Refonder l’école maternelle
Tout ne se joue pas à la maternelle, mais c’est le seul lieu institutionnalisé qui a pour fonction de permettre à tous les enfants de transformer leur rapport aux apprentissages, aux autres comme à eux-mêmes.
Une refondation de l’école maternelle nécessite de redéfinir ses missions. La première est l’acculturation de tous les enfants, vraiment tous, à ce qui est indispensable à leur développement. C’est à l’école maternelle d’organiser les rencontres avec la littérature, les arts, les sciences, l’éducation physique… en accordant une attention particulière à l’appropriation par les enfants des outils langagiers et cognitifs requis pour que ces rencontres aient lieu.

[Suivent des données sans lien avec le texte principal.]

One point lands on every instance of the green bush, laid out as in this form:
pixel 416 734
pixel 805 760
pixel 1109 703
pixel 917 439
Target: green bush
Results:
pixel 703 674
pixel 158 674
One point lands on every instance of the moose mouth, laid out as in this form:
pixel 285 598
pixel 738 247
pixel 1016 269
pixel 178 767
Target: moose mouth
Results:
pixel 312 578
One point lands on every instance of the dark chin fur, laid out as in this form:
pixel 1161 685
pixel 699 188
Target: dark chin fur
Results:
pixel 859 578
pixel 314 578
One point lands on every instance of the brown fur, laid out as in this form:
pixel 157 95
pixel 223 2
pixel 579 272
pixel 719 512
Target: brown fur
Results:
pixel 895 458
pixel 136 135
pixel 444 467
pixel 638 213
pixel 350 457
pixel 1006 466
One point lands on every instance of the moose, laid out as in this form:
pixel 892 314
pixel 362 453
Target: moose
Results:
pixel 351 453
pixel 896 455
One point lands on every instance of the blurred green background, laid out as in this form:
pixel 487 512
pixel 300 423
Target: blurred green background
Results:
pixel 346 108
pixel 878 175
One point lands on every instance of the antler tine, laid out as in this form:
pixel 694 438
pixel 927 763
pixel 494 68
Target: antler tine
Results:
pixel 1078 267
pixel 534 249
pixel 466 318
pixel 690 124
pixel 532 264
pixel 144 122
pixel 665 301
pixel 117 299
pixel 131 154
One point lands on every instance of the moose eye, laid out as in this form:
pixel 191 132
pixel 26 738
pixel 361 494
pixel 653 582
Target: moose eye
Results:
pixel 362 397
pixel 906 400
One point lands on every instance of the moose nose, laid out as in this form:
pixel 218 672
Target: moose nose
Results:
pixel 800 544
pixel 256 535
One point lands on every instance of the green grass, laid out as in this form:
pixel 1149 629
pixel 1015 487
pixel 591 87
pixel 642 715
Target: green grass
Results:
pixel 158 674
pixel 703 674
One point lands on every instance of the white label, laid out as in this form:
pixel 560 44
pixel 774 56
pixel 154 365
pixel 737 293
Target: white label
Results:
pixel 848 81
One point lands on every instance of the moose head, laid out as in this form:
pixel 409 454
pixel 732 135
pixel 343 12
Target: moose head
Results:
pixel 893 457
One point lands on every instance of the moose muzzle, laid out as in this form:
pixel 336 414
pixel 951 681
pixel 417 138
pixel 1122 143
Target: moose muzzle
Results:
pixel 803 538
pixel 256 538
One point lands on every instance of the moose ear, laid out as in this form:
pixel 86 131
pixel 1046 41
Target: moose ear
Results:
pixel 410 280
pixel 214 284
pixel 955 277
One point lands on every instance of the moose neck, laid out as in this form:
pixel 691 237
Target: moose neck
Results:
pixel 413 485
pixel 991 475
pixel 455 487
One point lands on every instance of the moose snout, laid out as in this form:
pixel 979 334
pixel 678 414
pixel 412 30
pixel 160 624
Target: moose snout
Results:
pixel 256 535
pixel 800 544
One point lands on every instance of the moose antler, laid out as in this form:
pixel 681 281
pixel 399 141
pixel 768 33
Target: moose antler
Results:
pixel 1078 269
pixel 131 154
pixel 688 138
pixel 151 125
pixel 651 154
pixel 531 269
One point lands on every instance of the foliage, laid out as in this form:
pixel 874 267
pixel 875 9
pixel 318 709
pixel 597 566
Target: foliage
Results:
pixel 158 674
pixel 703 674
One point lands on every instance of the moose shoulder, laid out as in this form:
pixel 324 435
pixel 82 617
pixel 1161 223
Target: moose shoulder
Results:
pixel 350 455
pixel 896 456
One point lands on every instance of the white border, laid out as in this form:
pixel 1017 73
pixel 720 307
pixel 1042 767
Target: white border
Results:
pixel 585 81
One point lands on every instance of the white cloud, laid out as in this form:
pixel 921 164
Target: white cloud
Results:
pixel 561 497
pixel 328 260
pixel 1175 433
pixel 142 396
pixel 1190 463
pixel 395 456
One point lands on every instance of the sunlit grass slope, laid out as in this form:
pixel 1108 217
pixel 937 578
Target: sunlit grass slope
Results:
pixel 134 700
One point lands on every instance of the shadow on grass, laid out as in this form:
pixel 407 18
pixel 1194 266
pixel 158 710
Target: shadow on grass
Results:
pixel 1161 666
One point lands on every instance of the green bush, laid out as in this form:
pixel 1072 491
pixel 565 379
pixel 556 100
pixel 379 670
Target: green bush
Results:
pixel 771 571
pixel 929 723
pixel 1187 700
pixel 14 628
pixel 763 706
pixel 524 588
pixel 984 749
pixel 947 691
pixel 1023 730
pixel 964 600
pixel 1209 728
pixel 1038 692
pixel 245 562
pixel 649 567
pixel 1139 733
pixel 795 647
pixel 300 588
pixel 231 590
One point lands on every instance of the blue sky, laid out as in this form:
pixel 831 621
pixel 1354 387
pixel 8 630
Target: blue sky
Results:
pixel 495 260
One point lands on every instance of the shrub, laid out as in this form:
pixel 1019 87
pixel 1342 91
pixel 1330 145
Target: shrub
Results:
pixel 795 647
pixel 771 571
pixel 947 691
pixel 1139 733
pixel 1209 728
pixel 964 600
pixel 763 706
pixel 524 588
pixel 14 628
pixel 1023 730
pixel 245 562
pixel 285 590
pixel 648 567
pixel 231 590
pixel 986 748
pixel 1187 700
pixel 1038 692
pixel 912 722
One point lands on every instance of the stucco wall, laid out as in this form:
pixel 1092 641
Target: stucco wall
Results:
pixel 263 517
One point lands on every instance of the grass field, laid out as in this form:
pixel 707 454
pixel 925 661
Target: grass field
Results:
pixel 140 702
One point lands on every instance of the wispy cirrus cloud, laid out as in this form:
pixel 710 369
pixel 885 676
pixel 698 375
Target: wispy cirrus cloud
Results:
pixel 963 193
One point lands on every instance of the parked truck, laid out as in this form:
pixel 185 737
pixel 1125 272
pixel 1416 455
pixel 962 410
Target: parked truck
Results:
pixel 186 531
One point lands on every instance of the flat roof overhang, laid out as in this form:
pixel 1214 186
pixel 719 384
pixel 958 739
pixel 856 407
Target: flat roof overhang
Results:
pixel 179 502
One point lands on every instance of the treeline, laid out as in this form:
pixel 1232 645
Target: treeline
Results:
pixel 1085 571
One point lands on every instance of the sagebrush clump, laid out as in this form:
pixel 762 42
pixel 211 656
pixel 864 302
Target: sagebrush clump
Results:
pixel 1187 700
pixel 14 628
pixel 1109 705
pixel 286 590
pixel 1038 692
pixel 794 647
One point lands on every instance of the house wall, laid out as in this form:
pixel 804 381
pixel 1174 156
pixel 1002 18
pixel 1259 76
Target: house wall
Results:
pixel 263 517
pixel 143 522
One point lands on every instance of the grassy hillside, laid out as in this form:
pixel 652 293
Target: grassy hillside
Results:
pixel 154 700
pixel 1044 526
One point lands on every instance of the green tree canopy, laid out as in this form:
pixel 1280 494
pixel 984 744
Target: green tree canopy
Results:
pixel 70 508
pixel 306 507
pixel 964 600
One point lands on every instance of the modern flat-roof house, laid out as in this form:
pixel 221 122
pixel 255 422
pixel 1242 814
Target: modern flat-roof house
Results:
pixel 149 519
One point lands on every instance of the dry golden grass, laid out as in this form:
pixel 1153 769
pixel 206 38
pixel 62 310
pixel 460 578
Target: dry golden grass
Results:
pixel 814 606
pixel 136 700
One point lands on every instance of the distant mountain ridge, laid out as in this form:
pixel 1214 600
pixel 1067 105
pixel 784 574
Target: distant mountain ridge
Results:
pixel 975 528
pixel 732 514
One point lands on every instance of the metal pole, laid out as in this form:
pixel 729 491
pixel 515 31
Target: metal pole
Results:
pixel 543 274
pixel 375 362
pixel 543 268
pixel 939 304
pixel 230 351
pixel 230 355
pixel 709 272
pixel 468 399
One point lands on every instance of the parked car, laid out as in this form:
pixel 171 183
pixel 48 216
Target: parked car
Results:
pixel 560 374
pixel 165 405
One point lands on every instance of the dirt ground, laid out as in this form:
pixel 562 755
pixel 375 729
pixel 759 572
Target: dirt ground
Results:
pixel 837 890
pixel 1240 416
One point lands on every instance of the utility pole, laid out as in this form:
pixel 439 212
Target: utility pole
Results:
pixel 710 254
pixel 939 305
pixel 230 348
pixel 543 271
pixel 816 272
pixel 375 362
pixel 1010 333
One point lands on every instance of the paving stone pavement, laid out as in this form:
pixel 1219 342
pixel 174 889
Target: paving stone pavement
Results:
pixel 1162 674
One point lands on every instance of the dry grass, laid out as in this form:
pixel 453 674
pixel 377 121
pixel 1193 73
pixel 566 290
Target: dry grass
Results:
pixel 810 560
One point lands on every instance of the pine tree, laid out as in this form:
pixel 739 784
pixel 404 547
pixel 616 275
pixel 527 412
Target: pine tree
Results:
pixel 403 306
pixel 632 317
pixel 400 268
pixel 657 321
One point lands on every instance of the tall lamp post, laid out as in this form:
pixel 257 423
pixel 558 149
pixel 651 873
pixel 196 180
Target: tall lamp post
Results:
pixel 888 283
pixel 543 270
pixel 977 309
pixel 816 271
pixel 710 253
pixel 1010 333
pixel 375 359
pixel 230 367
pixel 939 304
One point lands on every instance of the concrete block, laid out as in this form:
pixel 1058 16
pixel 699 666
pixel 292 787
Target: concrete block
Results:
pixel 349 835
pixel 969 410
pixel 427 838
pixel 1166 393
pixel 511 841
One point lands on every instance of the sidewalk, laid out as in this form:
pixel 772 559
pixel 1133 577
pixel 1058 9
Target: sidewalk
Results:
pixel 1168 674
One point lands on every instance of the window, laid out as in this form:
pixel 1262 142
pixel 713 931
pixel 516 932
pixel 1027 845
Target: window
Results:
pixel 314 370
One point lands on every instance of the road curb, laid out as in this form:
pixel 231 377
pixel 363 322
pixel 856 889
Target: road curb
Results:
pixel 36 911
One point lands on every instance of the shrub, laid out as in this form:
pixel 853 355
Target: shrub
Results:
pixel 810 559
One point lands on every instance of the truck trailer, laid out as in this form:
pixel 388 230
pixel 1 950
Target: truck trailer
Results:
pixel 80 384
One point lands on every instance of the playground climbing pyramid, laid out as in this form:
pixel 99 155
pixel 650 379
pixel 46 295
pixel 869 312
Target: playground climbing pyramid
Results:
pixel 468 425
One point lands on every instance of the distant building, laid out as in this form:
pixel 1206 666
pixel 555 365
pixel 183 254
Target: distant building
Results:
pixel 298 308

C’est à l’école maternelle de rendre explicite et compréhensible ce qui ne peut l’être spontanément par tous, afin d’instaurer l’indispensable sécurité cognitive sans laquelle aucun développement n’est possible. Les enfants entrent dans les apprentissages scolaires lorsqu’ils découvrent des capacités qu’ils ignoraient, le plaisir et le pouvoir de faire, de dire et de penser lorsqu’ils ont de nouveaux besoins et de nouveaux intérêts. C’est-à-dire lorsque l’école leur donne ce qu’ils ne peuvent seuls inventer. En cela elle est une étape déterminante dans les histoires individuelles, un premier pas vers l’émancipation. Individuelle et collective.